Morando na cidade de Nova York, quase não tive conflitos naqueles anos ou desde então. Meu pai, no entanto, havia se oferecido como voluntário para o Corpo Aéreo do Exército aos 35 anos em 8 de dezembro de 1941, um dia após o ataque japonês a Pearl Harbor. Ele lutou na Birmânia, ficou dolorosamente calado sobre suas experiências de guerra e morreu no dia de Pearl Harbor em 1983. Ele era o oficial de operações do 1º Comando Aéreo e sua guerra, em algum sentido estranho, voltou para casa com ele.

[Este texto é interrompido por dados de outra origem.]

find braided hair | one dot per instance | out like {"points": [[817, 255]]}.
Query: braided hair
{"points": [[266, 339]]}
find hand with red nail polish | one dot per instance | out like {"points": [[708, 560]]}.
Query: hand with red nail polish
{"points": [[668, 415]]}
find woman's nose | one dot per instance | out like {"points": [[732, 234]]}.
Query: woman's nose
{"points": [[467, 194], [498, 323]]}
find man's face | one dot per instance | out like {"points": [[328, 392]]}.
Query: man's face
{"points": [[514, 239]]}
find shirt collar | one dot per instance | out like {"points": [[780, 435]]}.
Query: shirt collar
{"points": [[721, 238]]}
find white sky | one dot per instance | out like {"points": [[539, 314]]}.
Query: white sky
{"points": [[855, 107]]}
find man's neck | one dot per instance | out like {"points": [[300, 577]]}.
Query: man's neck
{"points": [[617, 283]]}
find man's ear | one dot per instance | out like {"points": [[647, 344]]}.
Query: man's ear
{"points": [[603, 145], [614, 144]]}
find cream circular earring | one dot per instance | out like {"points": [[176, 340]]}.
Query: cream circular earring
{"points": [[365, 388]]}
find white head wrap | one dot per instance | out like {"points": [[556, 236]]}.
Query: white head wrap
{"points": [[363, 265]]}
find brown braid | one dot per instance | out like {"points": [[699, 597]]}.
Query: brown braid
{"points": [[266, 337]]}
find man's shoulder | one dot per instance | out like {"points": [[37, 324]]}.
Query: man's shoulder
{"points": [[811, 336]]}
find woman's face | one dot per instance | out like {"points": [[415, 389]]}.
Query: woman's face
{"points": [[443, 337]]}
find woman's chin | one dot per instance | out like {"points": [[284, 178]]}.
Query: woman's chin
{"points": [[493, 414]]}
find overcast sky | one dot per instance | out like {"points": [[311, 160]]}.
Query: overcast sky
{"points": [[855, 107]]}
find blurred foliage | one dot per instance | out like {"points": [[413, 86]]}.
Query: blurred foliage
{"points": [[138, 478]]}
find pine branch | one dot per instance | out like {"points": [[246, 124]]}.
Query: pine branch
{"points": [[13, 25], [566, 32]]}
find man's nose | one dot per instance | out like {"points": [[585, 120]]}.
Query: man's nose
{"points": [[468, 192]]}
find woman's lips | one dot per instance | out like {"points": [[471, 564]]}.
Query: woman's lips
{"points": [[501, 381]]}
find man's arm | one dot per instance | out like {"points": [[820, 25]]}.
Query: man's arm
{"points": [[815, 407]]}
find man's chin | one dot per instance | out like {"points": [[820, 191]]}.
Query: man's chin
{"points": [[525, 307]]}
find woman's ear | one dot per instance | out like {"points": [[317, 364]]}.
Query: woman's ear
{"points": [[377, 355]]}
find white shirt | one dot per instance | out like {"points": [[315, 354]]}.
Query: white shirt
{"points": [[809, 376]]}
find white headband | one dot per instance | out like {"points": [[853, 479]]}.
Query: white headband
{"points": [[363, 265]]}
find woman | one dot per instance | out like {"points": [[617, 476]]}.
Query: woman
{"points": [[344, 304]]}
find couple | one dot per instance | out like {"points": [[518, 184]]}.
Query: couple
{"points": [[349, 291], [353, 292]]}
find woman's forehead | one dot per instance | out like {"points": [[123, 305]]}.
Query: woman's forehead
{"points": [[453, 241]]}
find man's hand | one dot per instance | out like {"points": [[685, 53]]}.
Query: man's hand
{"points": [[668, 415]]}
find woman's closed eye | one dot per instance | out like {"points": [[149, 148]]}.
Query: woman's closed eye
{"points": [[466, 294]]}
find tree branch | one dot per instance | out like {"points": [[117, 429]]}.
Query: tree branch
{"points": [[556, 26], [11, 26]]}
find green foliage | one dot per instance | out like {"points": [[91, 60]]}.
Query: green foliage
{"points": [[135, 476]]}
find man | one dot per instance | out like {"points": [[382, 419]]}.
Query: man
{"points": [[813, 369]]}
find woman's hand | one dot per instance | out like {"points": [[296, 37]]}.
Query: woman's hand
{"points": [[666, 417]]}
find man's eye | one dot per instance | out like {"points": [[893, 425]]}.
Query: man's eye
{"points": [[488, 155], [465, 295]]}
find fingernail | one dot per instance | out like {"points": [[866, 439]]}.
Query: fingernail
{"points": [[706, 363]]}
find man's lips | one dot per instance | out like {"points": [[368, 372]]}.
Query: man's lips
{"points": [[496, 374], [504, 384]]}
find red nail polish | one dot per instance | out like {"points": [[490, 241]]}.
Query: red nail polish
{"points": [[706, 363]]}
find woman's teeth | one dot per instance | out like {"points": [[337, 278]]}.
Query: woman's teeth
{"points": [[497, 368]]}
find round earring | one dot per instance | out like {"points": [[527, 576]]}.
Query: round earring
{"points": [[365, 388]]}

Como tantos veterinários, então e agora, ele nunca estava disposto a falar com seu filho sobre o que ele havia experimentado, embora em meus primeiros anos ele ainda gostasse de seus amigos o chamarem de “Major”, sua patente ao deixar o exército. Quando a guerra dele surgia em nossa casa, geralmente era na forma de raiva - porque minha mãe havia feito compras em uma mercearia próxima cujos proprietários, ele alegou, haviam "aproveitado a guerra" enquanto ele estava no exterior, ou porque meu primeiro carro, compartilhado com um amigo, era um Volkswagen usado (alemão!), ou minha mãe estava curiosa para ir - deus nos salve! - para um restaurante japonês!

O estranho, porém, foi que, naqueles mesmos anos, por razões que nunca discutimos, ele permitiu que eu tivesse brevemente um amigo por correspondência japonês e, embora meu pai e eu nunca tenhamos conversado sobre as cartas que aquele menino e eu trocamos, nós não molhe os selos dos envelopes que ele enviou e cole-os em nosso último álbum de selos Scott.

Quanto à evidência da experiência de guerra de meu pai, eu tinha duas fontes. No armário do quarto de hóspedes do nosso apartamento, ele tinha uma velha mochila verde, que ele mexia de vez em quando. Estava cheio até a borda com tudo, desde documentos do Corpo de Aviação do Exército até seu kit portátil de refeitório e até mesmo — embora eu não soubesse disso na época — sua pistola e balas de guerra. (Eu os entregaria à polícia após sua morte, um quarto de século depois.)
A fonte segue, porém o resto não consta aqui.